Ugly Things
There are ugly things in the shadows surrounding us.
Ever since the senses came back, when I least wanted, needed or coped with them, I've have been aware of the monsters, vaguely and dimly, like air twisting into colours and shapes no one else could see.
I didn't tell Sandburg. Maybe I should have, but I didn't have any words and I didn't think even he could understand without them.
But they've always been there. The deformed, not quite empty spaces that were once humans without souls, spirit animals for those whose spirits are monstrous. I could always see them, and no one else could. And as time went on there were more of them, watching me, watching us... and now, since the fountain, watching him.
Fear is there, a faint, shuddering thing like an eerie afterthought... and it never goes away. I've learned to live with it being there, but I won't - I won't - ask Blair to.
There's Lash, his worst nightmare... a thin, slithering nothing, the edge of a curly wig, battered suede jacket and twisting lips. It hangs about in the shadows, always moving, always turned towards Blair, always reaching out towards him with those thin snakelike tendrils that might have been fingers. I move between them, feel the wet icy oblivion as it wriggles back... I see Blair frown, and question, and I make weak gags about Blessed Protecting.
Carasco - he died in jail, no loss to the world... fatter, a darker, sluglike void like a psychic trail of slime. Stared with empty, hating, sightless eyes at the young man who loved his daughter. Brushes too near, like a foul, tainted wind.
Lila. Oh god, broken bird Lila.
The Starkville jackals, guilty but not of what they died for, dark and heavy and angry, so angry, at anyone who lives when they are dead. And god knows, Sandburg is such a glowing source of life among their deathlike shadows, I can see it hurt them, anger them, draw them. Sandburg always gets baffled when I pull him back into any light I can find, but hey, I can usually divert him, deflect that big, bright, glittering mind of his into brighter brilliant pathways shadows can't follow. The Starkville ones, they don't really hate him... or me.
Others, they hate all right, they reek of it and of fear, and of savage spite. There's Mattson, the arsonist, the vulture, wings twisting and flickering like frozen, invisible flames, hard mouth soundlessly screaming. There are the decaying remnants of father and son serial killers, the reptilian Fosters. There's Oliver, my dead nemesis Oliver, the harsh and ruthless and silent... and now powerless bird of prey.

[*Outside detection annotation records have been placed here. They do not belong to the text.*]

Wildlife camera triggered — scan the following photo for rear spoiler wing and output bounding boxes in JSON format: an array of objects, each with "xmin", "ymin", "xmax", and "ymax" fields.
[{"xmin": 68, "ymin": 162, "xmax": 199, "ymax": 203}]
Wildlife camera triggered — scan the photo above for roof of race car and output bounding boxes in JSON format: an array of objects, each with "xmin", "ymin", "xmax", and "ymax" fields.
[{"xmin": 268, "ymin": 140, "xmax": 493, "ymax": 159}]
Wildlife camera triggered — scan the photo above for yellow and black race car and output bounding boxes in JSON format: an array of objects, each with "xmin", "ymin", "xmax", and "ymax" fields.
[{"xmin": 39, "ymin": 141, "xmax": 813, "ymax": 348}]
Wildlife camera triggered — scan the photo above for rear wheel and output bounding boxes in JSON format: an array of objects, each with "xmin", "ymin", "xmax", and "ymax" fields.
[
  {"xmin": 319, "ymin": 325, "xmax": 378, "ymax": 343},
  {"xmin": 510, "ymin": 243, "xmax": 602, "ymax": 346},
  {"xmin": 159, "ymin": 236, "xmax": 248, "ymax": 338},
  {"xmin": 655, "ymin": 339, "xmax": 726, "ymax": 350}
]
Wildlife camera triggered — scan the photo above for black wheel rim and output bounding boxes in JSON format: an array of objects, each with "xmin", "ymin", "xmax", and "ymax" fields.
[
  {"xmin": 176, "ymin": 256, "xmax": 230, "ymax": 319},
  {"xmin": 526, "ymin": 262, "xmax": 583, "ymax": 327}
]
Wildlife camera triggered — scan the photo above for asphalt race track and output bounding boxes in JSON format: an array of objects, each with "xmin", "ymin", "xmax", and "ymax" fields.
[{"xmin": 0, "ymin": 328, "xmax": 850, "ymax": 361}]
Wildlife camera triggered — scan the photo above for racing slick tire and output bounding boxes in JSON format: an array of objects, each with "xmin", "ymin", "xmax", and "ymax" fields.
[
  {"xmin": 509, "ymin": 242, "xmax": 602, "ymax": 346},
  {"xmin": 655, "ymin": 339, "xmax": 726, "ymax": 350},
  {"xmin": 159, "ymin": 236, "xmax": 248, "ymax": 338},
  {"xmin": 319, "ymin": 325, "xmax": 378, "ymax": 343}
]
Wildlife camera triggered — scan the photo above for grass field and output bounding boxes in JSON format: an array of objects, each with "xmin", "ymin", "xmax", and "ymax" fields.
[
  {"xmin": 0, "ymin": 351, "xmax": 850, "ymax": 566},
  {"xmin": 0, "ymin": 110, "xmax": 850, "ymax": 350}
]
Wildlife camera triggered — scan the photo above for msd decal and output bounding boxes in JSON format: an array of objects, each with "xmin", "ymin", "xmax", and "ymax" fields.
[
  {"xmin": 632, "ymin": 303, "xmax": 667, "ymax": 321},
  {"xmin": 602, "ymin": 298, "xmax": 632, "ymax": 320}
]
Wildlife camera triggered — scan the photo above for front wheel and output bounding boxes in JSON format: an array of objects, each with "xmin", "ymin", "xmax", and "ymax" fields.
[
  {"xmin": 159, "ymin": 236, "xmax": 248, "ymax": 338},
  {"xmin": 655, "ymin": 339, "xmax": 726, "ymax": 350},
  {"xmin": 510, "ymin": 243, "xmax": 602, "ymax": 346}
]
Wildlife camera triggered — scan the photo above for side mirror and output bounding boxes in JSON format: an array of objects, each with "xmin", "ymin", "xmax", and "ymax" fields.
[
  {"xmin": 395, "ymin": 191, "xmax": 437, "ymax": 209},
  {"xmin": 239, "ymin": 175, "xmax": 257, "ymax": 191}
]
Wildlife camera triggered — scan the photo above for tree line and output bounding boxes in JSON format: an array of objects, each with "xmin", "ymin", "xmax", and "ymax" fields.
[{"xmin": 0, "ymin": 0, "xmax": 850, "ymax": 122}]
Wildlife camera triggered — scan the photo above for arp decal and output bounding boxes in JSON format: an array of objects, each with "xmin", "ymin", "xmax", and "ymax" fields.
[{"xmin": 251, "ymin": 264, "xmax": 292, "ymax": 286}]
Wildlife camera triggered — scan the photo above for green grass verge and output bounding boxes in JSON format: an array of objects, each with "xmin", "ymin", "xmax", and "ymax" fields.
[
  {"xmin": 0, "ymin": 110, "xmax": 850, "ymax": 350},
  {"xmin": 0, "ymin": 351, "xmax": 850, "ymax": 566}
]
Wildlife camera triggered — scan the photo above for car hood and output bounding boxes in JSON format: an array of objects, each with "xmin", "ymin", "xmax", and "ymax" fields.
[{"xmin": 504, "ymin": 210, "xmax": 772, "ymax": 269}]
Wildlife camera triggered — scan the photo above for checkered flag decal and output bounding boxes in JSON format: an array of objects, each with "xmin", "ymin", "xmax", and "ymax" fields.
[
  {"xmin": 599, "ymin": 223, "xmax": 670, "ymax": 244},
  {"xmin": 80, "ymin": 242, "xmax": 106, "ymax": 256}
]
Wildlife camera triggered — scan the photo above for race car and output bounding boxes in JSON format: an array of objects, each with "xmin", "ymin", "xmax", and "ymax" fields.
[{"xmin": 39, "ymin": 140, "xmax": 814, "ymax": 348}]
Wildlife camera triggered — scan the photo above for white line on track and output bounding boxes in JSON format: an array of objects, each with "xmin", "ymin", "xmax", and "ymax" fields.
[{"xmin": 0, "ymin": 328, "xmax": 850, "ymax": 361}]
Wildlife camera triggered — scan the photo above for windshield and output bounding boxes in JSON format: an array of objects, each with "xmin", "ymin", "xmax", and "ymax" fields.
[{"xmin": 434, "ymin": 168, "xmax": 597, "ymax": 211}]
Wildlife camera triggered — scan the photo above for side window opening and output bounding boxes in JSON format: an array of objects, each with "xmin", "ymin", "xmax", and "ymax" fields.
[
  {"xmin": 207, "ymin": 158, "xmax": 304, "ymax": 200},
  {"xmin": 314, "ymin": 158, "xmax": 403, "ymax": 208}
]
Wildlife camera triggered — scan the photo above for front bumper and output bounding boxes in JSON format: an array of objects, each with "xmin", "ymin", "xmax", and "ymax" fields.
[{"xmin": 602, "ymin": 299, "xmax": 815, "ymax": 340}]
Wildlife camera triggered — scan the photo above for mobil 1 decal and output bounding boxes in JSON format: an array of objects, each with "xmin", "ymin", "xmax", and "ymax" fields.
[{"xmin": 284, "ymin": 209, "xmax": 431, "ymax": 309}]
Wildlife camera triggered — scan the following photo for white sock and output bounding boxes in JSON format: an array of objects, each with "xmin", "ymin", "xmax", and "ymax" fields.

Many more, named and nameless, the ones Sandburg knew or knew of... the ones he doesn't and won't. They are parts of my past.
I'm not afraid of the ugly things, though Blair might be if he knew, if he could understand. He's got guts, that kid, but this is beyond just plain courage - this is something the Sentinel knows the words for, and Jim Ellison doesn't. I just don't know how to tell him without those words, not in ways that wouldn't sound... that wouldn't scare even him.
They're the ones who fear. They know something about me that even I don't, something about a Sentinel that can cow, maybe hurt, even the worst of the ugly things, and they're afraid of it. That's how I want it. Now and forever. As long as they're afraid enough, we won't have to find out what it is.
But from that day - since I met death in Sandburg's body, forced it out and brought him home, and killed some part of myself in doing so - I've been more aware of them, all of them. And since I heard of a lonely death in a hospital for the criminally insane, there's a new shadow, a brighter, angrier, more menacing one, but still just a shadow.
The tattered, half-glimpsed after-image of a jaguar, its greying, spotted pelt shredded in places, its thin twisted limbs loping awkwardly, its burning blue-grey eyes mad. I see it from the corner of my eye, staring at me and at him... I hear the faint, hollow clatter of its long, blood-spotted claws.
In the night, I know she's there. I'm not afraid, but like the others, she is; it's the Sentinel that she sees, and the Sentinel that she is afraid of.
Like them, she now knows what it is in me - now, since the fountain - that she has to fear.